Ecuadorian politician (born 1990)

Lucia Jaramillo or Lucía Lizbeth Jaramillo Zurita (born 29 July 1990) is an Ecuadorian politician in Ecuador's National Assembly. She went from a career in television to be elected in 2023 and again in 2025. She and her twin sister have had similar careers.

==Life==
Jaramillo and her twin sister were born in 1990 in Guayaquil. She has a degree from the Catholic University of Santiago de Guayaquil. Like her twin sister Paola she initially worked in television. They both had parts in the TV series Súper Papá when they were teenagers.

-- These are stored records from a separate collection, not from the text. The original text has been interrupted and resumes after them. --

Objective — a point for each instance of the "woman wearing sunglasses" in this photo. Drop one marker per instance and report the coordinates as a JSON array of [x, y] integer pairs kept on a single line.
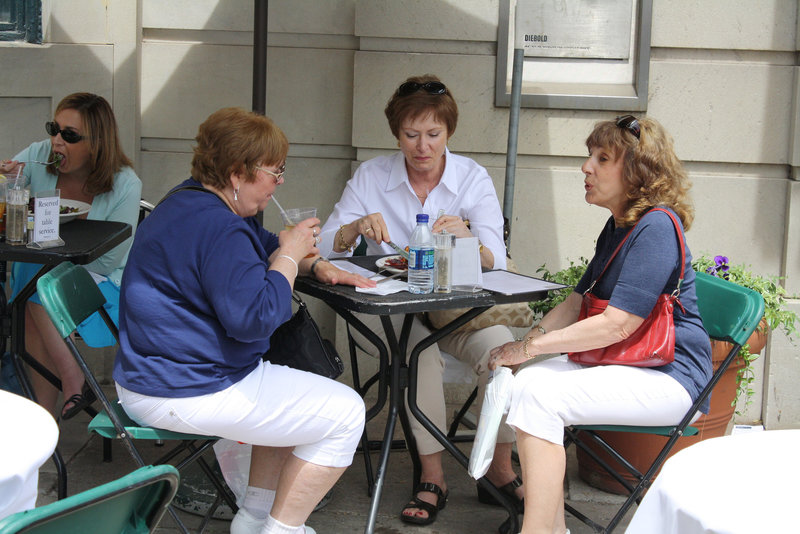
[[631, 168], [379, 204], [84, 160]]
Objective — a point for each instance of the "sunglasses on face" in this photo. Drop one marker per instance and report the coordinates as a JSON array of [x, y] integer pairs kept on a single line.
[[69, 136], [277, 175], [629, 122], [432, 88]]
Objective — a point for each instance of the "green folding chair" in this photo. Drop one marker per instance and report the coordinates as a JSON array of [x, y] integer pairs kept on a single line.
[[730, 313], [70, 295], [131, 504]]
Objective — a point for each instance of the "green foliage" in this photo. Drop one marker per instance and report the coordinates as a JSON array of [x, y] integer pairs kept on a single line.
[[569, 277], [775, 313]]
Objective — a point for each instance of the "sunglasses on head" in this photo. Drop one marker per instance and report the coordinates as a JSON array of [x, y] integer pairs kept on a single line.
[[69, 136], [630, 123], [432, 88]]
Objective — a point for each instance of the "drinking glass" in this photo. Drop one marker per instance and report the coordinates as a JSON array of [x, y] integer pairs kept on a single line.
[[293, 216]]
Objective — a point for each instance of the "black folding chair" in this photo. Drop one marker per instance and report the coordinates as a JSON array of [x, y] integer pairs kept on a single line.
[[730, 313]]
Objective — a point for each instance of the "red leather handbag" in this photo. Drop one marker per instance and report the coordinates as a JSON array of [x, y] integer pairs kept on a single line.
[[653, 343]]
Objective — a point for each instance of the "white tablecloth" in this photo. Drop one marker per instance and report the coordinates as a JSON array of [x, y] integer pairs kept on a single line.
[[29, 437], [742, 484]]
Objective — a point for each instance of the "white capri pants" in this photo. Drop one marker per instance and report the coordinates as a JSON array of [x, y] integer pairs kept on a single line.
[[274, 406], [549, 395], [470, 347]]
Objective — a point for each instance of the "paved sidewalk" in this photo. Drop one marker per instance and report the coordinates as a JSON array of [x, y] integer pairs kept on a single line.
[[347, 511]]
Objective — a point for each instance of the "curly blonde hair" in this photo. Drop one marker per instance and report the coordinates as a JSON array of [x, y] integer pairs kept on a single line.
[[652, 172]]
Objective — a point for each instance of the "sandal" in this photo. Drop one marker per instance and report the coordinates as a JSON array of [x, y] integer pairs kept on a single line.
[[508, 489], [79, 401], [431, 509]]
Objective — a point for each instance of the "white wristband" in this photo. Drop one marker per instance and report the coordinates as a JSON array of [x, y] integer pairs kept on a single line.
[[296, 267]]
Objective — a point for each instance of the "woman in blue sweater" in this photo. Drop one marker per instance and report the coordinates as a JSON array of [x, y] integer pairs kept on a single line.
[[204, 289], [632, 168]]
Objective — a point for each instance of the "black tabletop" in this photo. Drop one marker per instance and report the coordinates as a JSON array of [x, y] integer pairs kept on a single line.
[[84, 242], [403, 302]]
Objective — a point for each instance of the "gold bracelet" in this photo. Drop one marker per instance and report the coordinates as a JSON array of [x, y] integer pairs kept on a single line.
[[344, 244], [525, 348]]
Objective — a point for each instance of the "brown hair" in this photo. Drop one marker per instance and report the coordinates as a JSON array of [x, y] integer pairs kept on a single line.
[[235, 140], [105, 152], [420, 103], [652, 173]]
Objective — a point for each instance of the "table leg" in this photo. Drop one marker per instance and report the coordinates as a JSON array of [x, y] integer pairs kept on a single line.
[[440, 436], [395, 404], [18, 355]]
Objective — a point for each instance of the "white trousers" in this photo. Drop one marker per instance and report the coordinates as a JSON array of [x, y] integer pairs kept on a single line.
[[549, 395], [274, 406], [470, 347]]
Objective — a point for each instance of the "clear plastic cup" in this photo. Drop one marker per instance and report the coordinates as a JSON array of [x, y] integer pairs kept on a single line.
[[16, 215], [293, 216]]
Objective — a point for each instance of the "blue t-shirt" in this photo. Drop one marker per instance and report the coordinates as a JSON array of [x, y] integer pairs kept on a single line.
[[198, 303], [647, 265]]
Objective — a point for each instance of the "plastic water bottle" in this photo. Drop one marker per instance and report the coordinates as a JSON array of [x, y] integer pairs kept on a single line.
[[420, 257]]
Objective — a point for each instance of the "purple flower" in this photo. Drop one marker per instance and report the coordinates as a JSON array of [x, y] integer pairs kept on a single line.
[[720, 267]]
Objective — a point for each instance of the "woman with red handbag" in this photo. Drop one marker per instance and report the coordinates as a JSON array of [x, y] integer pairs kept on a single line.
[[637, 350]]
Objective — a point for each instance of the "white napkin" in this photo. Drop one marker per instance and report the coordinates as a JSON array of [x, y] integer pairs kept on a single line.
[[386, 288]]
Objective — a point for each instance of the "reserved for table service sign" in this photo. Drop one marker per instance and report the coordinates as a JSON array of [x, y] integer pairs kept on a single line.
[[46, 219]]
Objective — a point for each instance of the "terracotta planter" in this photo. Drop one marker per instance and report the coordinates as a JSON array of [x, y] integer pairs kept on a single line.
[[641, 449]]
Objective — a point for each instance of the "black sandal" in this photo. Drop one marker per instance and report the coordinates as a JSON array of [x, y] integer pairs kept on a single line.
[[508, 489], [79, 401], [431, 509]]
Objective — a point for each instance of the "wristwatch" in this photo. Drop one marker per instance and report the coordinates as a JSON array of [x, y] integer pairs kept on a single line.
[[314, 264]]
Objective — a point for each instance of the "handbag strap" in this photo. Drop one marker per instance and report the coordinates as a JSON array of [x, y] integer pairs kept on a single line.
[[680, 240]]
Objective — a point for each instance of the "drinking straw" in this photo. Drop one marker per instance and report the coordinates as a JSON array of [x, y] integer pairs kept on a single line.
[[275, 200]]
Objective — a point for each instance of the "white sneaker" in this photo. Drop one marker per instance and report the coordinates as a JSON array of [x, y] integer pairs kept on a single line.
[[244, 523]]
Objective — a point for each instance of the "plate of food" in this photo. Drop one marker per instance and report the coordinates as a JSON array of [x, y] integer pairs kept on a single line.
[[71, 209], [393, 264]]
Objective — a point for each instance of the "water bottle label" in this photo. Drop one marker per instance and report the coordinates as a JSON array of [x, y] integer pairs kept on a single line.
[[420, 258]]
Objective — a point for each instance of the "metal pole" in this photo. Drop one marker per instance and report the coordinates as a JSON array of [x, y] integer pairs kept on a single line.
[[261, 8], [513, 130], [260, 56]]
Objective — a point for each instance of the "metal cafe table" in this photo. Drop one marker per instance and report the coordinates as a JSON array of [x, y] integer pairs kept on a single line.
[[394, 375], [84, 242]]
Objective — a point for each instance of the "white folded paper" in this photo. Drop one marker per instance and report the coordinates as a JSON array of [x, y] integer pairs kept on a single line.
[[495, 404], [467, 265]]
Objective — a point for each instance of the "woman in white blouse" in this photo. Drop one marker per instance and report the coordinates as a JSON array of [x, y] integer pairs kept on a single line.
[[380, 204]]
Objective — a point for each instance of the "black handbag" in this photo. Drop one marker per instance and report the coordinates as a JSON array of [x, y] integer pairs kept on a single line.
[[298, 343]]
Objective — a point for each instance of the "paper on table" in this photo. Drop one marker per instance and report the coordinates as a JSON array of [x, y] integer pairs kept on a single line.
[[386, 288], [509, 283], [352, 268], [467, 264]]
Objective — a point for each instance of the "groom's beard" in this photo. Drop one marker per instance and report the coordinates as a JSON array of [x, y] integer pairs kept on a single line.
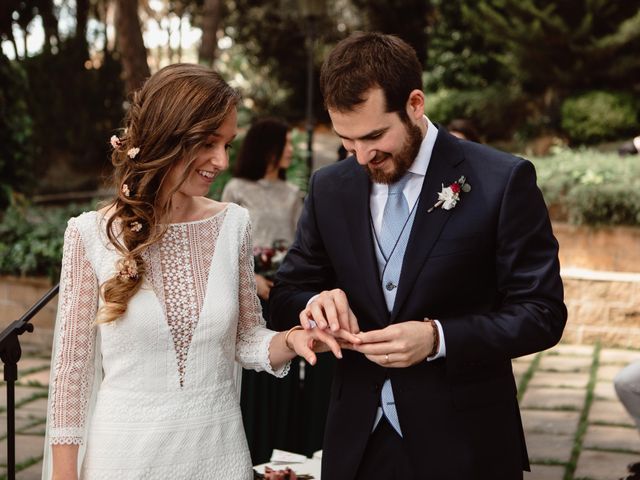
[[402, 161]]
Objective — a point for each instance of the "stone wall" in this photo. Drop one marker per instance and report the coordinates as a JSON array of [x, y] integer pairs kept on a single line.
[[615, 249], [602, 306], [17, 295]]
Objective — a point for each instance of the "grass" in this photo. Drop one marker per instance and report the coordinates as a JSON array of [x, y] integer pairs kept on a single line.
[[584, 417]]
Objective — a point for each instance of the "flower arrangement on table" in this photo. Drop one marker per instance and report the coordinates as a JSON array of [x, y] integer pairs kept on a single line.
[[267, 260]]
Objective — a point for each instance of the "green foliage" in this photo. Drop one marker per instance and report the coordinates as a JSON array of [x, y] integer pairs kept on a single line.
[[585, 186], [31, 239], [599, 115], [495, 110], [16, 132], [404, 18], [459, 57], [297, 173]]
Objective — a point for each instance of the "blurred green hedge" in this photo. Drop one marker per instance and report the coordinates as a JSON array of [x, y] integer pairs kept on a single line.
[[584, 186], [31, 237], [598, 116]]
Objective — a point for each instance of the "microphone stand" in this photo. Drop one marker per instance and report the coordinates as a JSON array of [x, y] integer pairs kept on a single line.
[[10, 353]]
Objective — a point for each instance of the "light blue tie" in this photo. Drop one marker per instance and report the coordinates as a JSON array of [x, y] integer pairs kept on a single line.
[[394, 218]]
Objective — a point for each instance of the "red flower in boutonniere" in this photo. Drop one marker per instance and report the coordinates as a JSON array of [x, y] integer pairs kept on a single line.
[[449, 196]]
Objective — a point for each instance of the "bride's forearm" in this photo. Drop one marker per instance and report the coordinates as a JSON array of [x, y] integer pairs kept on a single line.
[[65, 462], [281, 348]]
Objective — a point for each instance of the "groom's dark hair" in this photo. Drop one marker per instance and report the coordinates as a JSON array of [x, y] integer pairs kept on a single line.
[[366, 60]]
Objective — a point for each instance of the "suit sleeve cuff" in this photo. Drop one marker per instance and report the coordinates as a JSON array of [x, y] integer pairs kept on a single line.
[[442, 349]]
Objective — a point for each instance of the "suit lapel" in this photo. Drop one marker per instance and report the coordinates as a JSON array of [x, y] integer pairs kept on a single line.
[[445, 158], [357, 189]]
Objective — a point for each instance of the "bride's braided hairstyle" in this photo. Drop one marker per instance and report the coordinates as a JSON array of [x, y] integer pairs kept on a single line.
[[168, 121]]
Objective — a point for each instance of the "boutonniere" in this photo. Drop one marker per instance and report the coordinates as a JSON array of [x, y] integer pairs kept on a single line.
[[449, 196]]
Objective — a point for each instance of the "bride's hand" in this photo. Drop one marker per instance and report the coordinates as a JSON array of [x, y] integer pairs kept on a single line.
[[306, 342]]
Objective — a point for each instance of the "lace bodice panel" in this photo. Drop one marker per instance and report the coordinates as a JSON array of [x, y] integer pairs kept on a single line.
[[178, 273], [77, 307]]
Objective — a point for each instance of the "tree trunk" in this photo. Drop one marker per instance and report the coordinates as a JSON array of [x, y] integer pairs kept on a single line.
[[49, 24], [131, 45], [210, 22], [82, 18]]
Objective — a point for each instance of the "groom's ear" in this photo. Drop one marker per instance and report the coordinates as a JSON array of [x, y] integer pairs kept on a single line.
[[415, 104]]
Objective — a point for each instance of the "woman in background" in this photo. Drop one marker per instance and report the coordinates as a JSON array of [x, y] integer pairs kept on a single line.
[[289, 413], [260, 186]]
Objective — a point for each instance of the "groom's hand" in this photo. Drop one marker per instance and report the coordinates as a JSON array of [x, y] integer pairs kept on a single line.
[[398, 345], [331, 313]]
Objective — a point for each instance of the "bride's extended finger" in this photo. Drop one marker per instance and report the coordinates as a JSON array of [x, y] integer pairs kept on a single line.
[[353, 323], [316, 311], [347, 337]]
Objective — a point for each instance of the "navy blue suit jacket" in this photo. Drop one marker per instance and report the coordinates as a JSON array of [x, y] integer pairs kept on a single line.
[[487, 269]]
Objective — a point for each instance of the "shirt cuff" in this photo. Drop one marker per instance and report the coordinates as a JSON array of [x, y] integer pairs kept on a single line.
[[442, 348], [311, 322]]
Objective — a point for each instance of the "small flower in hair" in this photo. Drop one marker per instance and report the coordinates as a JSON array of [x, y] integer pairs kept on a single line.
[[132, 152], [127, 269]]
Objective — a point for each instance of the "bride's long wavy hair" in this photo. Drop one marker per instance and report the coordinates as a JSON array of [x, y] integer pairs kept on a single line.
[[168, 121]]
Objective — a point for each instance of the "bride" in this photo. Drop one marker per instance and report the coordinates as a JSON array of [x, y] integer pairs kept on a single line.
[[158, 301]]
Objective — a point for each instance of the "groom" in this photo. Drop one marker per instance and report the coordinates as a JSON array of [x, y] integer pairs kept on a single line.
[[439, 253]]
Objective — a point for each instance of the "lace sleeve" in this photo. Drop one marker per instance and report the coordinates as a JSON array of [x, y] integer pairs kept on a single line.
[[75, 338], [253, 338]]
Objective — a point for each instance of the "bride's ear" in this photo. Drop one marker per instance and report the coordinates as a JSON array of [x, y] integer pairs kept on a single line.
[[415, 104]]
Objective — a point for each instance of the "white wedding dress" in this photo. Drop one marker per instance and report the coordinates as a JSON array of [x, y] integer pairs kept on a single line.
[[153, 395]]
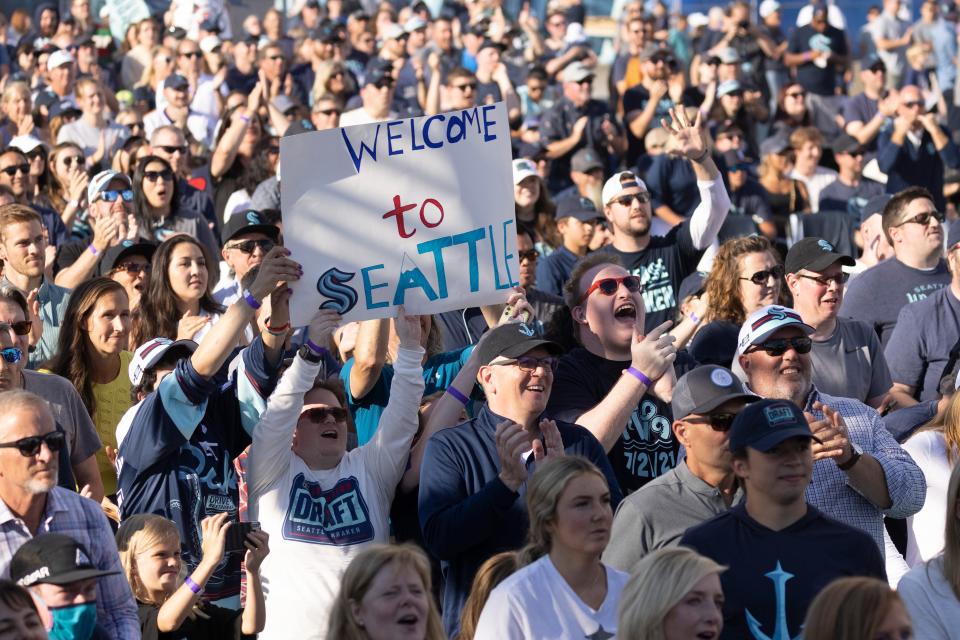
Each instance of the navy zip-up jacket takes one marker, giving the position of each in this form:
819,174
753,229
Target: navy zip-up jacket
467,514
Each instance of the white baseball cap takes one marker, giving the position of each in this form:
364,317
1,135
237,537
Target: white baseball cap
523,168
59,58
149,353
617,183
766,321
768,6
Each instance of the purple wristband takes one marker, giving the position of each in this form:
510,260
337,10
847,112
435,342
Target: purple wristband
193,586
464,400
640,375
254,304
317,349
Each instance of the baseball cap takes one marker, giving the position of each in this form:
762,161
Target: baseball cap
116,253
25,143
249,221
705,388
767,7
814,254
618,182
523,168
150,352
585,160
53,558
766,423
576,72
100,181
727,87
59,58
176,81
577,207
874,206
512,340
845,143
766,321
953,235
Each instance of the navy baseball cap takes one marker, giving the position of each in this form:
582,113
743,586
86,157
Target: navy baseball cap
765,424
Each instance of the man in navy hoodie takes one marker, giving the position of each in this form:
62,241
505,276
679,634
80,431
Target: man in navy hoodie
780,550
473,476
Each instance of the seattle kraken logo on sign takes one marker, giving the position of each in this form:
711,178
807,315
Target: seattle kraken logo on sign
780,631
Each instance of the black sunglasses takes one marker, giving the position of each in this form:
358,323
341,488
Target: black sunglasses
778,347
529,363
923,219
718,421
12,170
249,246
318,415
839,279
625,201
761,277
30,446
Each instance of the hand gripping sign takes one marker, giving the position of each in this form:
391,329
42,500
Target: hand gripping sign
417,211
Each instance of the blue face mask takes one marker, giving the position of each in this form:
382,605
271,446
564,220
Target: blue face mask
75,622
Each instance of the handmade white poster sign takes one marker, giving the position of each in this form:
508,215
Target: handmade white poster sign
417,211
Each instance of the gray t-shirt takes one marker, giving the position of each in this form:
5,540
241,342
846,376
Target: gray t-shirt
877,295
850,363
87,136
68,411
925,343
657,514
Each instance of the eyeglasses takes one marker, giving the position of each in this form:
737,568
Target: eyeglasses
923,219
609,286
530,254
643,197
249,246
112,195
529,363
318,415
133,268
12,171
761,277
825,281
30,446
155,176
21,328
776,348
718,421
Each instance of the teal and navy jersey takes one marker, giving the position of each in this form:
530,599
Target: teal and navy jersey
774,575
176,449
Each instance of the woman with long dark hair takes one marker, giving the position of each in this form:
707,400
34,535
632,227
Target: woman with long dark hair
179,304
155,195
92,355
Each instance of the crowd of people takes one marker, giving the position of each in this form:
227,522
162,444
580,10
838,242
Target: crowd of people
720,404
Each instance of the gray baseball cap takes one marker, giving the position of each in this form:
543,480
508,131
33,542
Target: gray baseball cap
706,388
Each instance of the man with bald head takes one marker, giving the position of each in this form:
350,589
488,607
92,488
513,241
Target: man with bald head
32,504
916,150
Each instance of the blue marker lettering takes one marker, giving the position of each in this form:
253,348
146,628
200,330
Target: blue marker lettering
391,137
368,287
357,159
436,247
470,238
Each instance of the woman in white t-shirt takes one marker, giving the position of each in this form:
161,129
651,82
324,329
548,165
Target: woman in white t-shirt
321,504
673,594
931,590
564,591
935,449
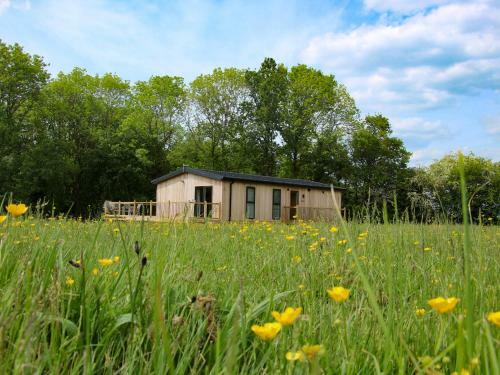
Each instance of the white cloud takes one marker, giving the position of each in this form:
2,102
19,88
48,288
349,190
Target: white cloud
493,125
427,155
4,5
419,129
402,6
420,62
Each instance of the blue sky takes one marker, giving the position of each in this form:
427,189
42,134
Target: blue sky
431,66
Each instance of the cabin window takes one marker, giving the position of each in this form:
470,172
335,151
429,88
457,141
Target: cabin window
276,204
202,194
250,208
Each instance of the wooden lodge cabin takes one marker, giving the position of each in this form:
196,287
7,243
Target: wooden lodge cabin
190,193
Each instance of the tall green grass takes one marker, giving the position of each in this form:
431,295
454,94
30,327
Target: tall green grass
138,315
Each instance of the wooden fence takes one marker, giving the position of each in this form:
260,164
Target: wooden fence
150,210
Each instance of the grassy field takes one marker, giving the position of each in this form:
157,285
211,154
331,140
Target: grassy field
185,297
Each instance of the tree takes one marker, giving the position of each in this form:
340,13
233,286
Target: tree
217,100
436,188
265,114
22,77
379,163
319,111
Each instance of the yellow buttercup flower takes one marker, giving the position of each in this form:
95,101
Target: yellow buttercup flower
268,331
295,356
494,317
105,262
420,312
338,293
288,317
16,209
312,351
443,305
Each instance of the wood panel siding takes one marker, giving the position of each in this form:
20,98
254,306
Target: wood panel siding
182,189
310,198
314,203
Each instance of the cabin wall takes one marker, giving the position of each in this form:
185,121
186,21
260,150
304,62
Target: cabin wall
173,195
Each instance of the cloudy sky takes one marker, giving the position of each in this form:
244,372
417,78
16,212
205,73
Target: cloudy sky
431,66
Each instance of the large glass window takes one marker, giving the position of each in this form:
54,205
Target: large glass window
250,206
276,204
202,194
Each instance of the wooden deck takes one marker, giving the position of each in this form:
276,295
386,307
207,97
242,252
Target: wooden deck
162,211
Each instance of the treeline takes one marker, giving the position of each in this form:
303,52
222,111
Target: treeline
76,139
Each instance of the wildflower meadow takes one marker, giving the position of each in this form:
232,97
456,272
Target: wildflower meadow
104,296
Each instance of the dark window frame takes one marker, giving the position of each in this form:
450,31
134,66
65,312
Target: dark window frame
199,206
250,202
276,205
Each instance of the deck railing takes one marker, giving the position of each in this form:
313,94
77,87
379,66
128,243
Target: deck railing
309,213
150,210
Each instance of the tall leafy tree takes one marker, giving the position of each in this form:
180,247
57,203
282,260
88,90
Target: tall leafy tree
22,77
435,190
217,110
379,163
317,108
265,111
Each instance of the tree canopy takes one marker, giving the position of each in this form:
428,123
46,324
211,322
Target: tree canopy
77,139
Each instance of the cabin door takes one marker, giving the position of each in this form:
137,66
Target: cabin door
202,194
294,202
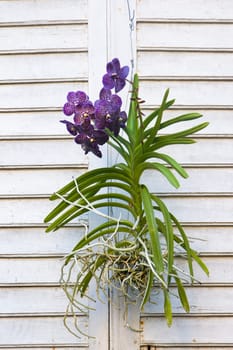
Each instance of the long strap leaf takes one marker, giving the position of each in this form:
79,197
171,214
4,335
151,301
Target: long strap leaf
153,230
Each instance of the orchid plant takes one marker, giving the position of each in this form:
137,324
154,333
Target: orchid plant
135,250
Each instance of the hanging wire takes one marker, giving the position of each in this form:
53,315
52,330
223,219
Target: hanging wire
131,15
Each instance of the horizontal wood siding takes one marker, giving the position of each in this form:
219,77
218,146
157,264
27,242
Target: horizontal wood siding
43,55
187,46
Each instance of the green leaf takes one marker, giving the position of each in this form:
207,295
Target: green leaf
153,230
156,127
182,293
132,121
169,231
172,162
167,307
151,116
186,132
147,292
159,167
181,118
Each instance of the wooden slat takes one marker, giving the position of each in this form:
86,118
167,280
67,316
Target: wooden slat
220,120
204,209
41,330
206,300
187,209
199,180
186,63
47,66
22,181
38,37
184,35
211,239
14,10
32,123
30,270
200,92
33,240
25,210
21,152
28,95
205,151
33,300
220,270
188,330
209,9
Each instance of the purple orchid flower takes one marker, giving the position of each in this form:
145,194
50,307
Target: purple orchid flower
74,99
106,108
115,76
84,111
91,140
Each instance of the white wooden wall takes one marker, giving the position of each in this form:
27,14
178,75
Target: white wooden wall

She represents the Guayas province.

She was elected first in 2023 to the National Assembly as a member of the Social Christian Party. She was soon in trouble with her party after she abstained in a vote where her party asked her to vote against a proposal by Daniel Nobea's National Democratic Action party. Jaramillo was an active politician on social media and her official position changed to Independent as she increasingly supported Nobea.

In 2025 she was leading the Commission on International Relations and Human Mobility. Her deputy was Edwin Estuardo Jarrín Rivadeneira and other members included Sara Noemí Cabrera Chacón, Arisdely Paola Parrales Yagual, Ledy Andrea Zuñiga Rocha, Doménica Carolina Escobar Galarza, Graciela Janeth Ramírez Chalán and Bertha Betsabé Vélez Vélez.